One of the things I have had to learn as a blogger is to go ahead with my little photo essays, even if I absolutely know that there are more relevant photos to be found in my archives, which I would love to include if only I could find them quickly.  When that happens, I should just go ahead anyway.  If I later encounter the photos I would like to have included the first time around, fine.  I should do another posting and link back to the first one.

You are probably expecting a photo here, to back up the above point …:

image

… so there is a photo.  It’s a nice photo.  But it doesn’t really make the point above it.  Perhaps, somewhere in my archives, there is a photo which does exactly make that point.  But, it would take too long for me to find it.

Friday December 11 2015

Photographs are, as all the world has recently been learning, except those whose business – paid or unpaid – it is to complain about what all the world has recently been learning, a wonderful aid to memory.

And many of the happiest memories of our extraordinarily comfortable and frequently very happy times involve food.  So - and the complainers complain about it with a venom they seem to reserve only for this, and for selfies - people now like to photo food.  Food that they have themselves prepared.  And food that others have prepared for them. 
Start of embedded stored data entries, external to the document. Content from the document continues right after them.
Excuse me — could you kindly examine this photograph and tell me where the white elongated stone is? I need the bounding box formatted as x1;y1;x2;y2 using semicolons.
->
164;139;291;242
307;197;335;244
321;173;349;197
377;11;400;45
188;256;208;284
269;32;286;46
And I like to photo them photoing the food.  This also makes happy memories.

Man prepares meat:  Man photos meat:  Man prepares salad:  Man photos salad:

image imageimage image

These are happy memories from last August.  Visit to friends in the outer suburbs.

The outer suburbs?  What do they look like?  Well, one of the things they look like (horizontalisation opportunity) is this:

image

That’s the large patch of grass, beyond the back wall of their back garden.  And sadly, although those things in the distance do vaguely resemble Big Things, they are actually rather smaller trees.

We are beyond the “Green Belt”.  The above photo, especially if clicked on, offers a glimpse of what the Green Belt might usefully be turned into, instead of it remaining for ever the wasteland of pointless open space that it is now.  It would need livening up a bit.  A bit of open-caste mining, or a temporary phase as a juvenile race track?  Then let nature take its course, and you’ll have a lovely place.  Apparently some industrial type activity (gravel?) is about to happen in that particular stretch of grass.  That will stir up some interesting nature, when the industrialising is done.

Finally, this being Friday, here is a visitor to our jollifications who dropped by that afternoon:

image

Like many cats in places like this, this cat seems to have a basic home of basic benefactors, and daily rounds to visit other potential and not-so-basic benefactors.  This visitor acquired no happy food memories with his/her visit, on the day I photoed him/her.  Not that day.

But I have plenty.  Without my camera, these memories would soon have gone.